Le sacrifice comme consommation 

Ces dépenses peuvent prendre diverses formes, comme des dépenses somptueuses, des démonstrations de richesse extravagantes ou même des comportements destructeurs. Dans le cadre philosophique de Bataille, la consommation est intimement liée aux thèmes du sacrifice, du tabou et du sacré. Il suggère que les actes de consommation impliquent souvent une transgression des normes et des frontières sociétales, brouillant la distinction entre le sacré et le profane. De plus, Bataille considère la consommation comme un moyen de faire face aux limites inhérentes à l'existence humaine en contraste avec la pure abondance de l'énergie du monde naturel. Dans le monde aztèque par exemple, leur vision du monde est singulièrement et diamétralement opposée à la perspective orientée sur l’activité que nous avons au sein d’une société capitaliste et industrialiste. La consommation occupait une place

aussi importante dans leur réflexion que la production l’est dans la nôtre. Ils étaient tout aussi préoccupés par les sacrifices que nous par le travail. Le soleil lui-même était à leurs yeux l'expression du sacrifice. C'était un dieu qui ressemblait à un homme. Il est devenu le soleil en se jetant dans les flammes d'un brasier. Ce mythe s'accompagne de la croyance selon laquelle non seulement les hommes, mais aussi les guerres, ont été créés « pour qu'il y ait des gens dont le cœur et le sang pourraient être pris pour que le soleil puisse les manger ». Comme le mythe, cette croyance véhicule évidemment une valeur extrême accordée à la consommation. La victime est un surplus prélevé sur la masse des richesses utiles. Et il ne peut en être retiré que pour être consommé sans profit, et donc entièrement détruit. Il en est de même aussi pour les cadeaux et les offrandes. 

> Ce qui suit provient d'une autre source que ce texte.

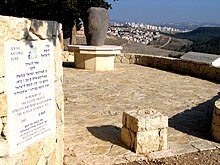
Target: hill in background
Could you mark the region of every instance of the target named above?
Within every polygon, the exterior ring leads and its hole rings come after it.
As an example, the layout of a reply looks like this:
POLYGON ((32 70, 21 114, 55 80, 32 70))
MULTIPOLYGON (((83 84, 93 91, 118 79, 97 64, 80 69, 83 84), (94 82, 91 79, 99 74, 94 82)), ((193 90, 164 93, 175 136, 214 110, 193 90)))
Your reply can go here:
POLYGON ((200 27, 191 32, 173 34, 171 37, 192 41, 186 50, 220 55, 220 27, 200 27))
MULTIPOLYGON (((86 44, 85 36, 77 35, 76 43, 86 44)), ((122 46, 123 53, 148 54, 148 55, 165 56, 165 57, 180 57, 184 54, 178 51, 165 50, 165 49, 156 48, 152 45, 145 45, 141 43, 128 41, 116 36, 107 36, 105 40, 105 45, 122 46)))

Le cadeau comme consommation

Le « marchand » aztèque ne vendait pas ; il pratiquait le tamis-échange : il recevait des richesses en guise de tamis du « chef des hommes » (du souverain, que les Espagnols appelaient le roi) ; il fit présent de ces richesses aux seigneurs des pays qu'il visita. En recevant ces cadeaux, les grands seigneurs de cette province s'empressèrent de donner en retour d'autres cadeaux... afin qu'ils fussent offerts au roi… Un article d'échange, dans ces pratiques, n'était pas une mince affaire ; elle ne se réduisait pas à l'inertie, à l'apathie du monde profane. Le don qu'on en faisait était un signe de gloire, et l'objet lui-même avait l'éclat de la gloire. En donnant, on exhibait sa richesse et sa bonne fortune (son pouvoir). 

Le « marchand » était l'homme qui donne, à tel point que son premier souci, au retour d'une expédition, était d'offrir un banquet auquel il invitait ses confrères, qui rentraient chez eux chargés de cadeaux. Ce n'était qu'une fête célébrant un retour. Mais si un marchand devenait riche et s'estimait riche, il donnerait une fête ou un banquet pour tous les grands marchands et pour les seigneurs, car il eût été considéré comme vil et d’une bassesse sans nom, de mourir sans avoir fait quelque dépense splendide qui pourrait ajouter de l'éclat à sa personne en lui manifestant la faveur des dieux qui lui avaient tout donné.